A fairly random collection of things to work on next...

1) Coming up with a catchy or at least somewhat interesting name.

   I suck at names. Currently "memory_dump" is the library, pymemdump is
   the project. I don't mind a functional name, but I don't want people
   going "ugh" when they think of using the tool.  :) 

   When this happens, create an official project on Launchpad, and host it
   there.

2) (DONE @ revno 58) Tracking the memory consumed by the GC overhead.

   Objects allocated in the garbage collector (just about everything,
   strings being the notable exception) actually have a PyGC_Head
   structure allocated first. So while a 1 entry tuple *looks* like it
   is only 16 bytes, it actually has another probably 16-byte PyGC_Head
   structure allocated for each one.

   I haven't quite figured out how to tell if a given object is in the
   gc. It may just be a bit-field in the type object.

3) Generating a Calltree output.

   I haven't yet understood the calltree syntax, nor how I want to
   exactly match things. Certainly you don't have FILE/LINE to put into
   the output.

   Also, look at generating `runsnakerun`_ output.

.. _runsnakerun: http://www.vrplumber.com/programming/runsnakerun/

4) Other analysis tools, like walking the ref graph.
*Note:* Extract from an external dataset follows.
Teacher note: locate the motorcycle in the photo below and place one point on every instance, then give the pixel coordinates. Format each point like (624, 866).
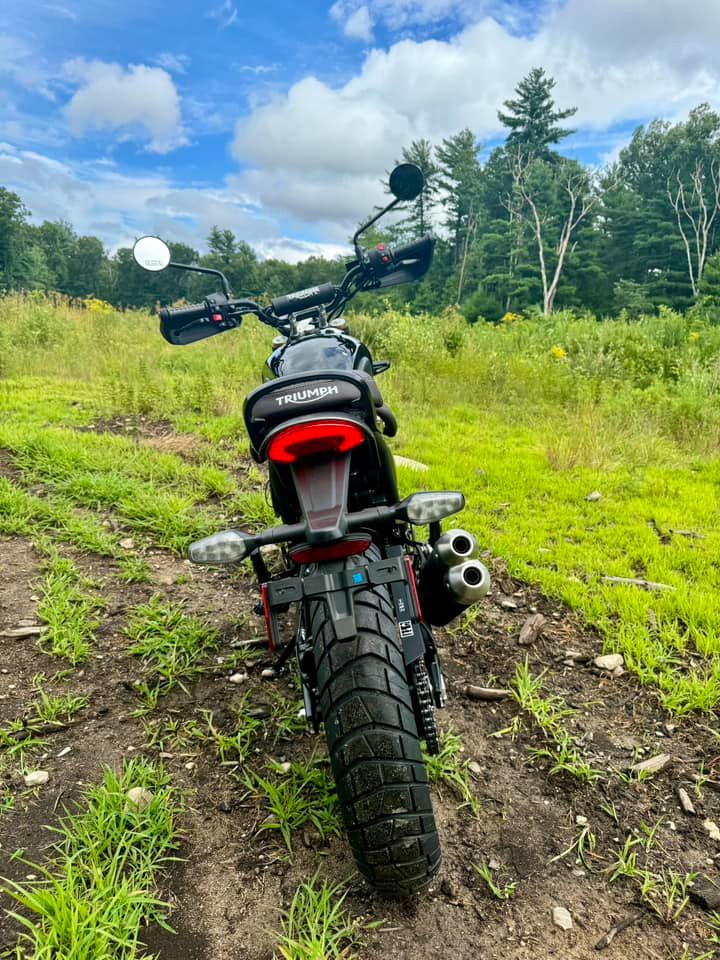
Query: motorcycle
(365, 591)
   I'm thinking something similar to PDB, which could let you walk
   up-and-down the reference graph, to let you figure out why that one
   string is being cached, by going through the 10 layers of references.
   At the moment, you can do this using '*' in Vim, which is at least a
   start, and one reason to use a text-compatible dump format.

5) Easier ways to hook this into existing processes...

   I'm not really sure what to do here, but adding a function to make it
   easier to write-out and load-in the memory info, when you aren't as
   memory constrained.

   The dump file current takes ~ the same amount of memory as the actual
   objects in ram, both on disk, and then when loaded back into memory.

6) Dump differencing utilities.

   This probably will make it a bit easier to see where memory is
   increasing, rather than just where it is at right now.

7) Cheaper "dict" of MemObjects.

   At the moment, loading a 2M object dump costs 50MB for just the dict
   holding them. However each entry uses a simple object address as the
   key, which it maintains on the object itself. So instead of 3-words
   per entry, you could use 1. Further, the address isn't all that great
   as a hash key. Namely 90% of your objects are aligned on a 16-byte
   boundary, another 9% or so on a 8-byte boundary, and the random
   Integer is allocated on a 4-byte boundary. Regardless, just using
   "address & 0xFF" is going to have ~16x more collisions than doing
   something a bit more sensible. (Rotate the bits a bit.)

   Also, I'm thinking to allow you to load a dump file, and strip off
   things that may not be as interesting. Like whether you want values
   or not, or if you wanted to limit the maximum reference list to 100
   or so. I figure at more that 100, you aren't all that interested in
   an individual reference. At it might be nice to be able to analyze
   big dump files without consuming all of your memory.

8) Full cross-platform and version compatibility.

   I'd like to support python2.4+, 32/64-bit, Win/Linux/Mac. I've tested
   a couple variants, but I don't have all of them to make sure it works
   everywhere.


..
   vim: ft=rst